The Typical Price indicator is a straightforward price-averaging calculation that produces a single representative value for each candle by adding the high, low, and close prices together and dividing by three. This simple formula — (High + Low + Close) / 3 — captures more information about the period's price range than the closing price alone, giving equal weight to the extremes and the final settlement price. The result is a single line that tracks price more smoothly than a close-only series, reducing the impact of any single price point that might have been an anomaly.
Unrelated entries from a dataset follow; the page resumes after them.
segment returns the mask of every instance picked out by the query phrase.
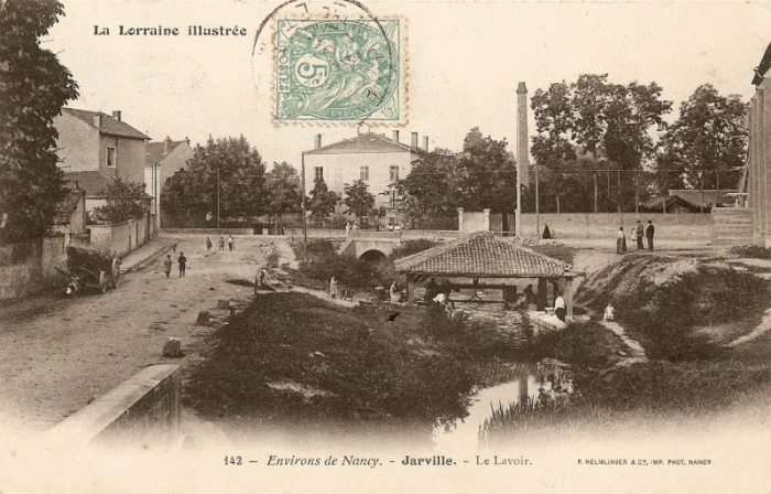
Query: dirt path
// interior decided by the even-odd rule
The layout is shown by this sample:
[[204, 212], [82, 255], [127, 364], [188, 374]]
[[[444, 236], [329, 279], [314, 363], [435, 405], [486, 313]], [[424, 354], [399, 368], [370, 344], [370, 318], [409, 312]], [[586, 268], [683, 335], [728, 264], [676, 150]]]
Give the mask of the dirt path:
[[[248, 301], [272, 251], [260, 237], [238, 237], [234, 251], [206, 253], [204, 245], [205, 236], [183, 236], [172, 254], [176, 261], [185, 253], [185, 278], [175, 264], [166, 279], [159, 258], [104, 296], [46, 296], [0, 308], [0, 423], [20, 419], [36, 434], [148, 365], [200, 358], [215, 327], [195, 325], [198, 312], [220, 299]], [[184, 358], [161, 356], [169, 336], [182, 339]]]

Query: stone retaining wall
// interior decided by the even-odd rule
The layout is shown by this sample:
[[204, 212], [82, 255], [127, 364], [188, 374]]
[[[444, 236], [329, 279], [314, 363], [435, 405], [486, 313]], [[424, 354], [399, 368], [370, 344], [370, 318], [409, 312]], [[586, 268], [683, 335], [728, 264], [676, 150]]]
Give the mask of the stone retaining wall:
[[174, 440], [181, 421], [178, 365], [153, 365], [43, 434], [50, 445]]

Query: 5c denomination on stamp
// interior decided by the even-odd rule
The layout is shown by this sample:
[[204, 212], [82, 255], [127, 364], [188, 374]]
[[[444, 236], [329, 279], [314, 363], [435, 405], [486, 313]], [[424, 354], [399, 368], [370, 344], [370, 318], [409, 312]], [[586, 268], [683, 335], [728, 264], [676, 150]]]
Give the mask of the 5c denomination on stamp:
[[399, 20], [278, 20], [275, 118], [400, 119]]

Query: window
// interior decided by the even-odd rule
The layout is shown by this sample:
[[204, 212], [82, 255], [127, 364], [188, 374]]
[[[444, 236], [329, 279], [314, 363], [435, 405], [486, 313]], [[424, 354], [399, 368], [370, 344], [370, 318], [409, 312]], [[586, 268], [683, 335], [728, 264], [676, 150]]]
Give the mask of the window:
[[392, 164], [391, 165], [391, 183], [397, 183], [397, 182], [399, 182], [399, 165]]
[[115, 146], [107, 147], [107, 168], [116, 167], [116, 148]]

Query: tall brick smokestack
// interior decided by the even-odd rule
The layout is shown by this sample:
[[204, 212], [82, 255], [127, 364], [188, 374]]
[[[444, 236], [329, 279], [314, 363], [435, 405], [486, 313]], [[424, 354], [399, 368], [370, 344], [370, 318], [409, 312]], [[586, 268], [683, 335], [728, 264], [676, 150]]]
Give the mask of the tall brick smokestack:
[[529, 182], [529, 149], [528, 146], [528, 88], [524, 83], [517, 87], [517, 217], [515, 235], [522, 235], [522, 185]]
[[517, 88], [517, 168], [520, 181], [530, 183], [530, 146], [528, 144], [528, 88], [520, 83]]

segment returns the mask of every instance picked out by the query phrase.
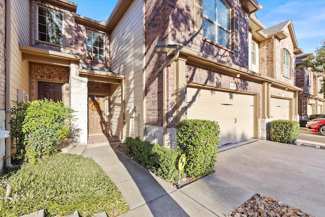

The Typical Price is rarely used as a standalone signal generator; instead, it serves as a foundational building block for other indicators. The Money Flow Index (MFI), the Commodity Channel Index (CCI), and certain pivot point calculations all use the Typical Price as their input. By starting with a more balanced representation of each candle's price range, these derived indicators become more robust and representative of true market value. Traders also use the Typical Price directly as a simple intrabar average to evaluate whether the market closed the period in a position of strength (close near the high, Typical Price elevated) or weakness (close near the low, Typical Price depressed).

For algorithmic crypto traders, the Typical Price is a useful preprocessing step that can improve the quality of any indicator applied downstream. When a bot applies a moving average to the Typical Price rather than just the close, the resulting line is smoother and less reactive to closing-price noise — an important consideration in crypto markets where large wicks and volatile candle closes are common. Using Typical Price as the input for custom calculations also ensures that the bot's analysis accounts for the full price range of each period, providing a more complete picture of market activity than close-only analysis.